I have been studying the topic of baptism and thus covenant theology for about a year now. I can offer the following thoughts.

I) The video is severely lacking, in my opinion. One thing that I thought was odd was how covenant fulfillment and circumcision of the heart was only mentioned during the segment covering the credo-baptist position. The video is really like peaking through a cracked door and thinking you know something about the whole room. I get that its a just a primer but it doesn't really inform the viewer on the depth of the issue (i.e. the room maybe is a long hallway not a broom closet). That being said its only 6 minutes so I don't want to come off harsh, I have only watched that clip and know nothing about the folks or nature of that show beyond it.

II) I had watched these debates right away when I started digging into this topic about a year ago and then watched them a couple more times since. At the time I found them eyeopening but now I find them also severely lacking and don't really recommend them to people walking up to the topic as they focus to much on the baptism bits and not enough on Covenant Theology which is the main issue. This makes way for much wasted time and spinning of wheels in ones study as both of the Dr's come at it with a theological system that really needs to be understood first.
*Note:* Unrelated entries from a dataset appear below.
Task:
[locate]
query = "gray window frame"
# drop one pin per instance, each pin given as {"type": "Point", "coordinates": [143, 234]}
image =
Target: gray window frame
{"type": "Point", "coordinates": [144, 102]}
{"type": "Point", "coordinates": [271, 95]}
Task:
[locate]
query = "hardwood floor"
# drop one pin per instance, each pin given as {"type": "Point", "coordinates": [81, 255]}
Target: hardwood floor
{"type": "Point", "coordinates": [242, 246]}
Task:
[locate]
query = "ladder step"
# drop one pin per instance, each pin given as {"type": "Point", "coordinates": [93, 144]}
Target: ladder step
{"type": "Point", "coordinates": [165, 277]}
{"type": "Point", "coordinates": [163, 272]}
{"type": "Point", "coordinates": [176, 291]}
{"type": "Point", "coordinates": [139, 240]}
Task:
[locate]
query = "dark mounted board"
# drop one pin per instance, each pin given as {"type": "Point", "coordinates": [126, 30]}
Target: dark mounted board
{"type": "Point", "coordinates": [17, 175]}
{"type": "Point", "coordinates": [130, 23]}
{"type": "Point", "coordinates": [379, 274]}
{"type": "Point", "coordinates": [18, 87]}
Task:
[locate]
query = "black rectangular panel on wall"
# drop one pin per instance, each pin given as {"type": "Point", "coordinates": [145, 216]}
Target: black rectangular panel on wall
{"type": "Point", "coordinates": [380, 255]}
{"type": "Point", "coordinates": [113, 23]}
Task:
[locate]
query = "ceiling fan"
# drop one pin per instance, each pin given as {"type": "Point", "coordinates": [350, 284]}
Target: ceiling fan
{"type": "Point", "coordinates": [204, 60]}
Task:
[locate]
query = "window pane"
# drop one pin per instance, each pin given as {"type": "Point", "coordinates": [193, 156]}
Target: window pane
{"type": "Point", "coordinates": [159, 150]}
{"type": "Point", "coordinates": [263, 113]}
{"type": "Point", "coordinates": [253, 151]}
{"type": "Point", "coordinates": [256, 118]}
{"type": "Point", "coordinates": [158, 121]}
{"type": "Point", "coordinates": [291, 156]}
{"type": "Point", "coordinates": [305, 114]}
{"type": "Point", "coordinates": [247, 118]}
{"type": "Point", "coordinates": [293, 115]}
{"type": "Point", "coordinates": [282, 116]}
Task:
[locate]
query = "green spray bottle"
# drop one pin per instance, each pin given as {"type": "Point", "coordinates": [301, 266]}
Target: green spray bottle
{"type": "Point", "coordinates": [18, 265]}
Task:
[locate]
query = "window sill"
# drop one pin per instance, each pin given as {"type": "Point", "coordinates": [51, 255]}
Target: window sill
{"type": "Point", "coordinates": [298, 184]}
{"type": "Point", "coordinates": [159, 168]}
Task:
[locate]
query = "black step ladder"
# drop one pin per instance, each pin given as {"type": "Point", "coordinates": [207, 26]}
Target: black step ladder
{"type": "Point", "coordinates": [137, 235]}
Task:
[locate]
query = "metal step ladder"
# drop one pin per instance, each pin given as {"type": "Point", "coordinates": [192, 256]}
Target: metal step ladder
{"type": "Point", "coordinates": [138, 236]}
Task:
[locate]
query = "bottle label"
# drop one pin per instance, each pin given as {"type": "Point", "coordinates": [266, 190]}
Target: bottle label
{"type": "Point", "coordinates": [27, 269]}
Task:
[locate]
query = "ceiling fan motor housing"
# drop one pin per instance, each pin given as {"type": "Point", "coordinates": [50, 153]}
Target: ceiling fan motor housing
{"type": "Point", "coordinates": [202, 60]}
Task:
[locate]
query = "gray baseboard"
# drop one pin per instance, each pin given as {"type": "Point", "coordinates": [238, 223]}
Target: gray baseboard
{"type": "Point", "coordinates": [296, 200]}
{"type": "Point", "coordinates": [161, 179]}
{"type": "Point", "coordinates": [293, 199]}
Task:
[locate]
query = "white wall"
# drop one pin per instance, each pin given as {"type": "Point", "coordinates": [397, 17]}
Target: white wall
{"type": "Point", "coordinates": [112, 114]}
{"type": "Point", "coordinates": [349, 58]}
III) I found Dr. McMahon's books helpful on Covenant Theology but I am not sure if this is what you are asking for (church history as in strung through out the bible or since the apostolic era?). "A Simple Overview of Covenant Theology" by Dr. McMahon is a two evening read (although one can and perhaps should ponder it for weeks) and will offer more than both the debates and introductory video In my humble opinion. One can pickup more advanced works from there. The next step from McMahon/Puritan Publications would be "Covenant Theology Made Easy" by Dr. McMahon. To be honest I was just going in circles with the topic in watching debates, reading on the board etc until I picked up and read specifically on the subject of Covenant Theology. In the book "A Simple Overview of Covenant Theology" Dr. McMahon puts it this way, "infant baptism is really just the last five minutes to a five hour conversation on Covenant Theology."

Anyways just a fellow pilgrim offering my thoughts and experiences with the materials.

Reactions: Like 1 | Informative 1


----------



## Stephen L Smith (Jan 10, 2022)

aaronsk said:


> "A Simple Overview of Covenant Theology" by Dr. McMahon is a two evening read (although one can and perhaps should ponder it for weeks) and will offer more than both the debates and introductory video In my humble opinion. One can pickup more advanced works from there. The next step from McMahon/Puritan Publications would be "Covenant Theology Made Easy" by Dr. McMahon. To be honest I was just going in circles with the topic in watching debates, reading on the board etc until I picked up and read specifically on the subject of Covenant Theology. In the book "A Simple Overview of Covenant Theology" Dr. McMahon puts it this way, "infant baptism is really just the last five minutes to a five hour conversation on Covenant Theology."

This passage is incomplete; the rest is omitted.